Aticé el fuego y consideré largamente mi pasado mientras contemplaba las brasas. Recordé cómo me había amargado la infancia tener que depender de mi rico y respetable tío, cuya única pasión era la vanagloria y que consideraba mi existencia un mero engorro, no tanto porque tuviese que aflojar la cartera para vestirme y pagar mi educación, como porque, cuando crecí, pensó que no podría añadir fama a su apellido. Recordé cómo, en aquellos días, yo apreciaba la belleza y poseía cierta ternura casi femenina, que me habían extirpado a fuerza de desdén.

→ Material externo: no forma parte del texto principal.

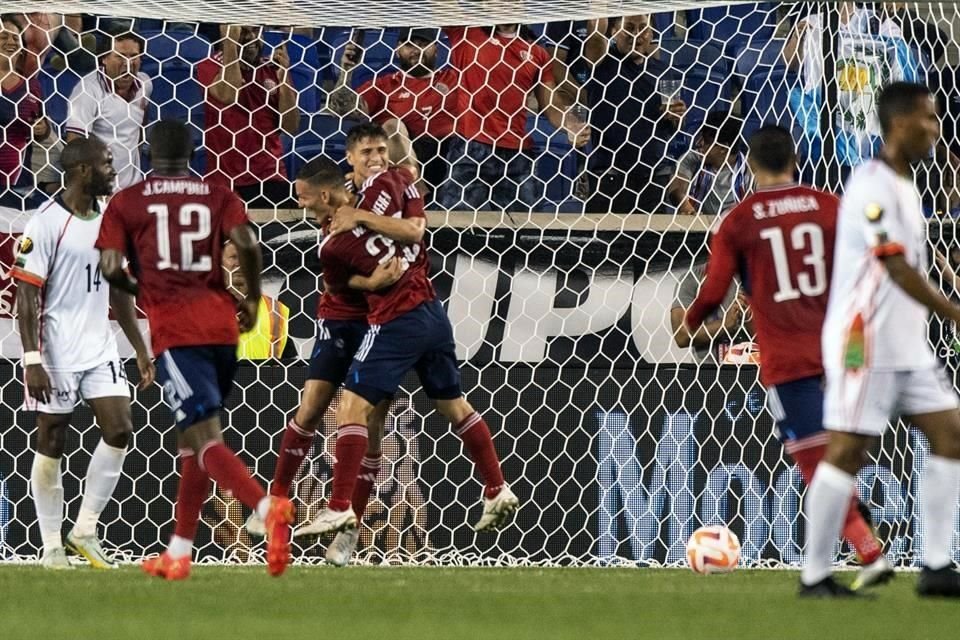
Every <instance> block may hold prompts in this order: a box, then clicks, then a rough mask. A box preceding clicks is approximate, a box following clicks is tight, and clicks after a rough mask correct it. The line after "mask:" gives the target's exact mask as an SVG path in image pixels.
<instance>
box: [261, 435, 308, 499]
mask: <svg viewBox="0 0 960 640" xmlns="http://www.w3.org/2000/svg"><path fill="white" fill-rule="evenodd" d="M312 445H313V432H312V431H307V430H306V429H304V428H303V427H301V426H300V425H298V424H297V422H296V420H294V419H293V418H290V422H288V423H287V428H286V429H285V430H284V432H283V440H281V441H280V455H279V456H278V457H277V468H276V470H274V472H273V482H271V483H270V495H272V496H282V497H284V498H286V497H287V496H289V495H290V485H291V484H293V479H294V478H296V477H297V472H298V471H300V465H301V464H302V463H303V459H304V458H306V457H307V454H308V453H309V452H310V447H311V446H312Z"/></svg>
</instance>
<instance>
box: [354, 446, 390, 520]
mask: <svg viewBox="0 0 960 640" xmlns="http://www.w3.org/2000/svg"><path fill="white" fill-rule="evenodd" d="M382 459H383V454H382V453H368V454H367V455H366V456H365V457H364V458H363V460H361V461H360V473H359V474H357V484H355V485H354V487H353V499H352V500H351V502H352V503H353V512H354V513H355V514H357V520H362V519H363V512H364V511H366V510H367V503H368V502H370V493H371V492H372V491H373V485H374V484H375V483H376V481H377V474H378V473H380V460H382Z"/></svg>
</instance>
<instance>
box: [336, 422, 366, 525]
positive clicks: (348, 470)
mask: <svg viewBox="0 0 960 640" xmlns="http://www.w3.org/2000/svg"><path fill="white" fill-rule="evenodd" d="M367 438H368V436H367V428H366V427H365V426H364V425H362V424H345V425H341V426H340V427H338V428H337V449H336V458H337V463H336V464H335V465H333V494H332V495H331V496H330V508H331V509H333V510H334V511H346V510H347V509H349V508H350V497H351V496H352V495H353V487H354V485H355V484H356V483H357V474H358V473H359V472H360V465H361V463H362V462H363V455H364V454H365V453H366V452H367Z"/></svg>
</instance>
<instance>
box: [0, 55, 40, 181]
mask: <svg viewBox="0 0 960 640" xmlns="http://www.w3.org/2000/svg"><path fill="white" fill-rule="evenodd" d="M28 57H29V56H28ZM42 95H43V94H42V93H41V91H40V83H39V82H38V81H37V80H36V79H30V80H21V81H20V82H19V83H18V84H17V85H15V86H14V87H13V88H12V89H9V90H7V89H3V90H2V92H0V189H3V190H4V191H6V190H7V189H8V188H9V187H10V186H12V185H15V184H16V183H17V180H18V179H19V178H20V169H21V168H22V167H23V163H24V156H25V154H26V150H27V147H29V146H30V142H31V141H32V140H33V123H34V122H36V121H37V120H38V119H39V118H40V117H41V116H42V115H43V97H42Z"/></svg>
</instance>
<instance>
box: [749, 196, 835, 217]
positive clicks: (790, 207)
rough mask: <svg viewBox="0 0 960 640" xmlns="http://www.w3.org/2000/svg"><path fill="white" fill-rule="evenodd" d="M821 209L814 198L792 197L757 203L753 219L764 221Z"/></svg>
mask: <svg viewBox="0 0 960 640" xmlns="http://www.w3.org/2000/svg"><path fill="white" fill-rule="evenodd" d="M819 209H820V203H818V202H817V199H816V198H814V197H813V196H790V197H786V198H779V199H777V200H767V201H766V202H757V203H755V204H754V205H753V217H754V219H755V220H764V219H766V218H776V217H777V216H785V215H787V214H790V213H809V212H810V211H817V210H819Z"/></svg>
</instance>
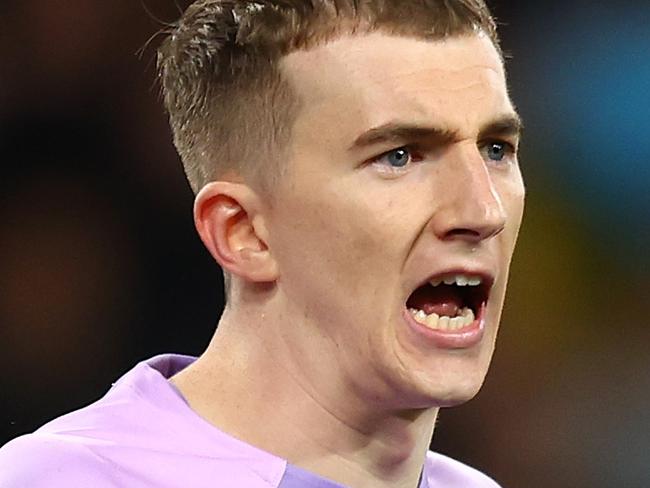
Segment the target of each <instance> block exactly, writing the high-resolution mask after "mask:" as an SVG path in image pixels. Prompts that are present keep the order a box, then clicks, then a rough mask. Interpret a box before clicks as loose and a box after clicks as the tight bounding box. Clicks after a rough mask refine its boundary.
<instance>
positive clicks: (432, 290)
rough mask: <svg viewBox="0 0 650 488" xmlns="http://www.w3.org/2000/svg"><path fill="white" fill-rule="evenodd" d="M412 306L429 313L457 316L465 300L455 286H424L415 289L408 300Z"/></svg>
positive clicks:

Recordé el mal disimulado alivio de mi tío ante mi decisión de viajar al extranjero para buscar fortuna, la fría despedida de mi único primo y el amargo y solitario adiós a Inglaterra, apenas endulzado por la impaciente esperanza que más que alegrarme me consumía: la esperanza de hacerme rico y famoso merced a mi propio esfuerzo, y obligar así a respetarme a quienes ahora me despreciaban.

Sentado junto al fuego, llamé al timbre y el camarero subió a verme: era un anciano cuyo rostro yo recordaba. Le hice varias preguntas. Sí, conocía al señor George Rutland; recordaba que, muchos años antes, se alojaba en el Morley, cuando viajaba a Londres. El anciano caballero siempre se había alojado en él. Pero ahora, George era demasiado importante para el Morley. La familia siempre viajaba a la ciudad en primavera, pero, en esta época del año, su dirección sería, sin duda, «Rutland Hall, Kent».

Una vez conseguida la información que buscaba, me puse a escribir una carta:

Querido George:

Supongo que reconocer mi letra te sorprenderá tanto como una aparición surgida de la tumba. No obstante, ya sabes que siempre he sido un bala perdida, y no he tenido la elegancia de morirme todavía. Me avergüenza no poder anunciar que he hecho fortuna, pero la desdicha persigue a los más trabajadores y mejor intencionados. Sigo siendo joven, aunque haya perdido quince de los mejores años de mi vida, y quiero dedicarme a alguna ocupación de provecho. Entretanto, estoy deseando veros a ti y a los tuyos. Cuando se pasa mucho tiempo lejos de casa y de los parientes, se aprende a valorar un amistoso apretón de manos. En lugar de esperar tu respuesta, partiré para Kent pasado mañana y calculo que llegaré a la hora de la cena. Ya ves que cuento con que te alegrará alojarme unas cuantas semanas, hasta que tenga tiempo de buscar algún trabajo.

Sigo siendo, querido George, tu viejo amigo y tu primo.